Its always the haves that make money........and in the western world that includes the ones on the "left." Like pigs in a trough.
Water is an essential requirement for life. People may be able to put up an argument for the privatisation of other public services, but water should never ever have been part of it.
The cost. Shareholders would have to be compensated, and that would run into billions. Then the government would have to either take on on the debt, or deal with the creditors. Water privatisation was a disaster, a crime against the public really, but taking the industry back into public ownership would mean bailing out the thieves at a cost to the public purse. So the Cunliffe report aims to make these faiuling firms clear up their own mess, albeit ultimately at our expense.

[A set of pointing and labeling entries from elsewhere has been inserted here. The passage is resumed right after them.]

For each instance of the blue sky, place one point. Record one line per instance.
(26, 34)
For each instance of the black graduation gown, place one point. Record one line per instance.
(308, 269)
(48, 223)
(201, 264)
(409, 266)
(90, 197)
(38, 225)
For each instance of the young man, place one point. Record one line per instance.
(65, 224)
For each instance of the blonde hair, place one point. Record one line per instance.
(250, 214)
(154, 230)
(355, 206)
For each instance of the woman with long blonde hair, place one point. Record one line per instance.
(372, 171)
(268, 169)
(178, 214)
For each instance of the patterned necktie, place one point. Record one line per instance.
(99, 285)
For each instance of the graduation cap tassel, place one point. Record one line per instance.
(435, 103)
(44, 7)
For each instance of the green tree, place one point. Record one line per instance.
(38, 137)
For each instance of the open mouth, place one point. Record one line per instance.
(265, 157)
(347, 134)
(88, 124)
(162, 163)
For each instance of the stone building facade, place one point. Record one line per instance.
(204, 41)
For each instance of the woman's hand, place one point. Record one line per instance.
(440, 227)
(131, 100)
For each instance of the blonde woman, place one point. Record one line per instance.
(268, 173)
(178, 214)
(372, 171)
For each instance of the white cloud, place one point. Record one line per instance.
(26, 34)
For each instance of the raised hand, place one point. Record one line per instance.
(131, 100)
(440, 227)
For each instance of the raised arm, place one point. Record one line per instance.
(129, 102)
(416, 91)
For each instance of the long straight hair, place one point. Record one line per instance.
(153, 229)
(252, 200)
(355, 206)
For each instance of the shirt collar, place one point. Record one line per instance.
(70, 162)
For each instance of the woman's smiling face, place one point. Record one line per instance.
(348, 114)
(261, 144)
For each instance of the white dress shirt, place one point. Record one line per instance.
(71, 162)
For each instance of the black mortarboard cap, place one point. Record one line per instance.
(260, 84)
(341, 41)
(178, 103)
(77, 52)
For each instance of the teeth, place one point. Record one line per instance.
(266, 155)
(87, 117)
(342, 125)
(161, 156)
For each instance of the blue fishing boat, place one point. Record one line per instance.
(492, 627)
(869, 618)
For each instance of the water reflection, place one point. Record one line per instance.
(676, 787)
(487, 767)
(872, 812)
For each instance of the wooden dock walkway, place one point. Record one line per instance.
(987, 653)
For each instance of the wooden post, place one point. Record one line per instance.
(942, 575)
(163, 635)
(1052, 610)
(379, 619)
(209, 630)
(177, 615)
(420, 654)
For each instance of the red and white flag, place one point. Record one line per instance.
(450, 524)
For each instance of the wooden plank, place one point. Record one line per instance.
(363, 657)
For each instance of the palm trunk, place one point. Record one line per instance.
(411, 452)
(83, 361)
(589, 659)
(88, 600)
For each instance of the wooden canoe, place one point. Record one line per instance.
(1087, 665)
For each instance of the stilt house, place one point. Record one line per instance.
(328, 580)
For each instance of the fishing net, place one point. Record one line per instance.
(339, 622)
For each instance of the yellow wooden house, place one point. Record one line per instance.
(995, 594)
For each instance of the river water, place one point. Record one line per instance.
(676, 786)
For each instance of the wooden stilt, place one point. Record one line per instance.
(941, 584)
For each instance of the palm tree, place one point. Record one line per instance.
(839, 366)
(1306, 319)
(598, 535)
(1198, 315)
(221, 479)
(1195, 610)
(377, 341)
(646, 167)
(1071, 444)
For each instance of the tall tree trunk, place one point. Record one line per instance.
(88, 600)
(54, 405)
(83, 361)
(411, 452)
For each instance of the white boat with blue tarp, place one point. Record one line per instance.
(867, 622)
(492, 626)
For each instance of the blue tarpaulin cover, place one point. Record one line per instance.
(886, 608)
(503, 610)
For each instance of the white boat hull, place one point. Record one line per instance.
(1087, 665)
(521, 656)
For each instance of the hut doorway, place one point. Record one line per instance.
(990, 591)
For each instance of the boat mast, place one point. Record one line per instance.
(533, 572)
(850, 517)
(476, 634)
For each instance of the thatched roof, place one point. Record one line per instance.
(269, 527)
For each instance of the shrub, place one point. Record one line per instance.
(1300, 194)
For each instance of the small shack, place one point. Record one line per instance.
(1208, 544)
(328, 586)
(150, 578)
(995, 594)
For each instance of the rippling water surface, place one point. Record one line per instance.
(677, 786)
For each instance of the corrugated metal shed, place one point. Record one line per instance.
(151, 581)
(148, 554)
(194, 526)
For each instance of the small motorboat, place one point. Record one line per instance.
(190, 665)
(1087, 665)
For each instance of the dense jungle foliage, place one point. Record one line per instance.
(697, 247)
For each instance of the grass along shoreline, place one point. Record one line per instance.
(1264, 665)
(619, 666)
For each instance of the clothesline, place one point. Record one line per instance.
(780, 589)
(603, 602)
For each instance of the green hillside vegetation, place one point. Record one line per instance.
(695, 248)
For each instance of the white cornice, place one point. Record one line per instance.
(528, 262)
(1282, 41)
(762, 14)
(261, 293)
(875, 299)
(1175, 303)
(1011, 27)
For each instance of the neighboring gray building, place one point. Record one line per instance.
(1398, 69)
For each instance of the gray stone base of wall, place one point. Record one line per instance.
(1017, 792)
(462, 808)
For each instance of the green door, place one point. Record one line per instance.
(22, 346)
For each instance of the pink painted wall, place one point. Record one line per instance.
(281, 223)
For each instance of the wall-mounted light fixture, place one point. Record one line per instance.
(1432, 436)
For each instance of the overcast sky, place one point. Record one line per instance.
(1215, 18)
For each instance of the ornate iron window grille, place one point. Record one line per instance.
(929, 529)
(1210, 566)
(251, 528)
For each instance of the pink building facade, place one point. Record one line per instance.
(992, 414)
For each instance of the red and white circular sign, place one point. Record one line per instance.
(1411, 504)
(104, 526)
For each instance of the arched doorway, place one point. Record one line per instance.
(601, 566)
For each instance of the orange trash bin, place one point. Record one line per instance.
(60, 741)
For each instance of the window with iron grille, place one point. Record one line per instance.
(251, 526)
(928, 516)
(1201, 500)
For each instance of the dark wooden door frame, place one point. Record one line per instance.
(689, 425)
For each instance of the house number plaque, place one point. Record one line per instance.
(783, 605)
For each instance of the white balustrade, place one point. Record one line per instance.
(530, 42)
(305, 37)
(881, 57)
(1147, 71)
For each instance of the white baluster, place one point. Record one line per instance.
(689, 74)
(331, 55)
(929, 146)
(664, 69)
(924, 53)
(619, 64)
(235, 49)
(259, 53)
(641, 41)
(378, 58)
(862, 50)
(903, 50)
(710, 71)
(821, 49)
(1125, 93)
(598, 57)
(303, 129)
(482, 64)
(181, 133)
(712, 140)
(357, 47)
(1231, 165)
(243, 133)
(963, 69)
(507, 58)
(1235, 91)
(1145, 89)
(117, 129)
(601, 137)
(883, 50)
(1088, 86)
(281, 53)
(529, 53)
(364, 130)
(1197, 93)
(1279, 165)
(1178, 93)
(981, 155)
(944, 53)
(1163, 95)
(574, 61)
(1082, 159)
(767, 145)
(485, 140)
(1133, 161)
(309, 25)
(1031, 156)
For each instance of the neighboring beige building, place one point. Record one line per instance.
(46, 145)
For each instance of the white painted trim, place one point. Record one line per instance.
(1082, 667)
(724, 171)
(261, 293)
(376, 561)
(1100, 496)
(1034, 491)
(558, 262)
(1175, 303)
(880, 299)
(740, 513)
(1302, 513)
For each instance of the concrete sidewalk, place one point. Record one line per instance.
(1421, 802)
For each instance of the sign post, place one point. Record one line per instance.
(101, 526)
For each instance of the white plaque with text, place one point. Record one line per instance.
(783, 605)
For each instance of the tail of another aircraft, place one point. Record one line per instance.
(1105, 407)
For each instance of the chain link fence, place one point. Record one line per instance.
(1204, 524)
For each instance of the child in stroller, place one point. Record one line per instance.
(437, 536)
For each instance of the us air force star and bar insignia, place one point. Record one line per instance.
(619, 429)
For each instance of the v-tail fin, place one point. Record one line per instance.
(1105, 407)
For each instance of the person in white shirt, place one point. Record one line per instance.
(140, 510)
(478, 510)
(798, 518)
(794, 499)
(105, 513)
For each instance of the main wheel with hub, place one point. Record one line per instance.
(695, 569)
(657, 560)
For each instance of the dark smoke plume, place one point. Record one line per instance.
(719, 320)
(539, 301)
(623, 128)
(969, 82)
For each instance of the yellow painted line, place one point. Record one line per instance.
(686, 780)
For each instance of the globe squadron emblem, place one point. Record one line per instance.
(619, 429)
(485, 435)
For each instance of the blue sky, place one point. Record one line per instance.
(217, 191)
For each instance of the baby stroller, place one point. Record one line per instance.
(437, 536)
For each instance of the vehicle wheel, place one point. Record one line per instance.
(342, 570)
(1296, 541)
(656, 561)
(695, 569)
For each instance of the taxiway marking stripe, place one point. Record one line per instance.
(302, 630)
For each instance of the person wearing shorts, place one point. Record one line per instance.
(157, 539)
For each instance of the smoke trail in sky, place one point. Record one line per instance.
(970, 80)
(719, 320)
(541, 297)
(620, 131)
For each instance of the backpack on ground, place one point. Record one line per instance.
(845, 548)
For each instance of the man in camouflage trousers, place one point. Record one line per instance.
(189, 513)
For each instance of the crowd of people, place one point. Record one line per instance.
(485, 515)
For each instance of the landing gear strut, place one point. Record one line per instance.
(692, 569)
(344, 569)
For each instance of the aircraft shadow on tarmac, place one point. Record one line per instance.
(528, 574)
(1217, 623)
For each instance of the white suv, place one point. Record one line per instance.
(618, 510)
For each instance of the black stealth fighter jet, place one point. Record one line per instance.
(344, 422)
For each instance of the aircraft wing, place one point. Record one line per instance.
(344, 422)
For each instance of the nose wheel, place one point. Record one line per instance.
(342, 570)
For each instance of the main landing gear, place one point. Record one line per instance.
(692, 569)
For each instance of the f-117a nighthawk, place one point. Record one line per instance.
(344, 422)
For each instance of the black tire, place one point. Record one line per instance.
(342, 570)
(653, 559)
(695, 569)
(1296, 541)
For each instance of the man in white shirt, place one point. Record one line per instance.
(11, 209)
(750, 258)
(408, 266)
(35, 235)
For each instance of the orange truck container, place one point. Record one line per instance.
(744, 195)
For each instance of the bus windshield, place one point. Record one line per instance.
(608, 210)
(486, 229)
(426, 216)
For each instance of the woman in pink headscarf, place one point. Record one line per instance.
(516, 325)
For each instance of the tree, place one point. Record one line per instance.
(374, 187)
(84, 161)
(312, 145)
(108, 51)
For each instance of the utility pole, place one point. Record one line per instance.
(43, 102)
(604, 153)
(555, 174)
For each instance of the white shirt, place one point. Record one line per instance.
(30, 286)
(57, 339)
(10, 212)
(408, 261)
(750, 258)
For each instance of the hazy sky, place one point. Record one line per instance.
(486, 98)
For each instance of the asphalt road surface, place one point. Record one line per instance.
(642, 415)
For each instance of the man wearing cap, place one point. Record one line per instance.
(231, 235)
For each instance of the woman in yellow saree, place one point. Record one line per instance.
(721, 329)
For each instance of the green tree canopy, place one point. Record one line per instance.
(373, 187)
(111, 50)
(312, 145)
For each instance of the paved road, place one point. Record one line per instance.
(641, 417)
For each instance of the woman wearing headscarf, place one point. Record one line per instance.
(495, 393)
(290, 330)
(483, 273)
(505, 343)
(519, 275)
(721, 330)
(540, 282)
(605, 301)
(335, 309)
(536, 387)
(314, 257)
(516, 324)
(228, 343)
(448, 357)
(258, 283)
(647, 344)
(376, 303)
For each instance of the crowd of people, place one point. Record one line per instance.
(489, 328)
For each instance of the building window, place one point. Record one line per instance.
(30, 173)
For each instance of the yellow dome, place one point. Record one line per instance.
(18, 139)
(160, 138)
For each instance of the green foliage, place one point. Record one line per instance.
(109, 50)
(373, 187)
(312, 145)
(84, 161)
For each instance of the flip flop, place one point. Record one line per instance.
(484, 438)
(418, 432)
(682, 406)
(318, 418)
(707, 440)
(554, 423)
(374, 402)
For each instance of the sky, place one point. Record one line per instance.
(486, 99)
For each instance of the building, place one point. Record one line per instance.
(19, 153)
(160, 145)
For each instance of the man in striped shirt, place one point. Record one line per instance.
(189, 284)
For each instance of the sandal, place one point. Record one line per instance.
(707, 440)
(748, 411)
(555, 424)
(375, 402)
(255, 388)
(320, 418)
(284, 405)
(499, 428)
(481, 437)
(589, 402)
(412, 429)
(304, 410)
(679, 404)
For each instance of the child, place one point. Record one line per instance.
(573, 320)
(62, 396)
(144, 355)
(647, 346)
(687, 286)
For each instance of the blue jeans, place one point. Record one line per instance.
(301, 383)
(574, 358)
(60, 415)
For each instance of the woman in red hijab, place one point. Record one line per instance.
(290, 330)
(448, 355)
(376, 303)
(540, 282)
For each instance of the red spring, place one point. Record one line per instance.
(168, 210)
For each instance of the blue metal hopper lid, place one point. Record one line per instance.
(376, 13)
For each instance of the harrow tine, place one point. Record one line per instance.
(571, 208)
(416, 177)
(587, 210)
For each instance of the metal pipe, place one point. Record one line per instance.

Can't the government let it fail and go bust? Then take it back at that point. Investments go down as well as up as we are so often told so I do wonder why shareholders should be due anything if the company folds? I'm not an economist obviously Edit. The infrastructure has value so that would be sold off to pay some creditors but surely the government can buy that?
Fergal Sharkey is all over the water industry crisis and if what he says in this interview is correct, renationalising the water industry could be done at no cost. And I love the way he talks to Ed Balls in a manner that I interpret him saying “Will you shut the **** up and just listen.” https://youtube.com/shorts/SH9_2co5mW0?si=Crl-Q7dNKCmEFBFO
If there's a way for Thames Water to go broke and be taken over by government, without the taxpayer getting saddled with the debt, I'd certainly be all for it. Not sure there is, but like you I'm not an economist.
Fergal Sharkey has been a great campaigner for clean water for years now, and deserves credit for that. But he's a singer by profession, so I'm not entirely sure I'd trust his figures tbh.
It's not just the water companies, steel and trains are also needing bail outs or renationalisation. No bonuses for managers no matter how they're disguised or dividends for shareholders.
Yeah awful decision by Thatchers gov to go that route. What is it, 40 years on (?) & we’re still paying for it. That water shareholders “dividend” is just obscene & probably similar for all the utilities.
I have said before that if a company is carrying debt then it should never be allowed to pay shares dividends, until after the debt has been cleared.
I see where you are coming from, but that would never work in practice. Some debt (loans, mortgage, etc) enable you to make a profit if you see what I mean.